Dla mnie idea stawania się lepszą wersją samego siebie odnosi się do harmonii między tym, co nosimy w naszym wnętrzu, a tym, co prezentujemy na zewnątrz. Nasze ja wewnętrzne, autentyczne i prawdziwe, zgodne z naszymi wartościami, powinno równać się naszemu obliczu zewnętrznemu. Moje podróże były okazją do zgłębienia siebie, do zanurzenia się we własnych myślach i uczuciach, do zrozumienia mechanizmów, które nas kształtują. W życiu codziennym rzadko mamy czas na taką intymną refleksję. To jak wyruszanie w podróż do wnętrza samego siebie, gdzie odkrywamy, analizujemy i modyfikujemy te mechanizmy, które zwykle działają w nas nieświadomie. Wartościowe jest również docenienie, że pośród naszych uczuć i przekonań znajdują się także te, które przyjęliśmy z otoczenia. To jak zdanie zdaje sobie sprawy, że kosmos, który eksplorujemy, to nie tylko wszechświat za oknem, ale także wszechświat wewnątrz nas. Te podróże były moim sposobem na zrozumienie, że nasza wewnętrzna przestrzeń jest równie obszerna, fascynująca i pełna tajemnic, co nasz zewnętrzny świat.
Powiedział mi Pan dwa lata temu: „Najważniejsze, co do tej pory udało mi się osiągnąć w życiu, wcale nie są bieguny, choć ich zdobycie było fascynującym doświadczeniem.” Co dziś jest dla Pana spełnieniem?

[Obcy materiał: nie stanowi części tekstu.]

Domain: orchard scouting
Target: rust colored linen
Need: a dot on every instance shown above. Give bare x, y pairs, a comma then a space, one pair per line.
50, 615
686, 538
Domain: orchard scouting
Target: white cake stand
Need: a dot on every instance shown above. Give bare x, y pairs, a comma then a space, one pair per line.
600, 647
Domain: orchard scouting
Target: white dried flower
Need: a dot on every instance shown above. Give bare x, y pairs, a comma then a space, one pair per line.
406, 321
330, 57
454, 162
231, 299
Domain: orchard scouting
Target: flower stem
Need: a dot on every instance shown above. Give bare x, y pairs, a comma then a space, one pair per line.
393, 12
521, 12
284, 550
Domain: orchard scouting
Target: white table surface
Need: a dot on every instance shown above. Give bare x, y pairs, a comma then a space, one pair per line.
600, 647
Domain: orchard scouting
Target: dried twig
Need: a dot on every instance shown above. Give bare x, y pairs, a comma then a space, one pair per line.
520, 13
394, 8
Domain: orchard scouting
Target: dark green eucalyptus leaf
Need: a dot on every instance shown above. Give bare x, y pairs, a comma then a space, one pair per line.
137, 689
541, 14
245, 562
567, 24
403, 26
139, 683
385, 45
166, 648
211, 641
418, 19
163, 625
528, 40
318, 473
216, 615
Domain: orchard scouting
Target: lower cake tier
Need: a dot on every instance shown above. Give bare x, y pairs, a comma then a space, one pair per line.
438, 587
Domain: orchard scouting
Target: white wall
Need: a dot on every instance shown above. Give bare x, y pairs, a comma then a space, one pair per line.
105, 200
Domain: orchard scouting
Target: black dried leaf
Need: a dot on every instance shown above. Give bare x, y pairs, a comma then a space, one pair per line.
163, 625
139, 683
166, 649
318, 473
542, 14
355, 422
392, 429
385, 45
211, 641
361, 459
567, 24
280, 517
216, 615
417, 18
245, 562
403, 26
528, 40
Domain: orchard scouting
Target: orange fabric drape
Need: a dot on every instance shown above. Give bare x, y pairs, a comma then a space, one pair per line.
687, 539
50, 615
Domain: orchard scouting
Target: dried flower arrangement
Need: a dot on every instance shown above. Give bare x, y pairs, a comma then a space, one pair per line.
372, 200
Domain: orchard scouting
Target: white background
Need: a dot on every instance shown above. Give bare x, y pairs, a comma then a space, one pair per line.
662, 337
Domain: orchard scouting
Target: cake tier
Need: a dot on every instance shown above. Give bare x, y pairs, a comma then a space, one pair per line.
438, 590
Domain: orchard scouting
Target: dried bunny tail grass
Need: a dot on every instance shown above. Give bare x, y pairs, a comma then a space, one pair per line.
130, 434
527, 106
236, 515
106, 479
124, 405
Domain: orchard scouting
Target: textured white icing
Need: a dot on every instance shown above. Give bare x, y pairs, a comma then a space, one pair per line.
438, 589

Dziś moim spełnieniem jest to, co najbardziej mnie absorbuje. Jest to dynamiczny proces, w którym się rozwijam. Znajdowanie w tym sensu, to jak zgłębianie wciągającej księgi, w której każda strona odsłania nową tajemnicę. Być może jest to klucz do nieśmiertelności, nie w formie ciała, ale wpływu, jaki pozostawiamy w umysłach innych ludzi, jeśli nasze myśli, programy, czy ideały będą kontynuowane. Życie jest jak niekończąca się wyprawa, a granice, które wydają się materialne czy narzucone przez świat, można przekroczyć. Poszukiwanie nowości, kwestionowanie i zgłębianie nadaje sens temu, co robimy. To jak zdobywanie tajemniczego skarbu, którego nigdy nie poznamy w całości, ale za każdym razem, gdy myśli stają w obliczu tajemnicy, tworzymy kolejny fragment większej historii. Sens życia tkwi w tych niewyjaśnionych zagadkach, w ciągłym pytaniu, poszukiwaniu wciąż nowych odpowiedzi. To ciekawość, która nigdy nie wygasa, pasja, która mnie napędza. To dziedzictwo, które chcę zostawić – nie tylko jako odcisk w piasku czasu, ale jako myśl, ideę, pytanie, które będzie kontynuowane przez inne umysły. To jest dla mnie prawdziwe spełnienie – niekończący się proces odkrywania i dzielenia się tym, co odkrywam.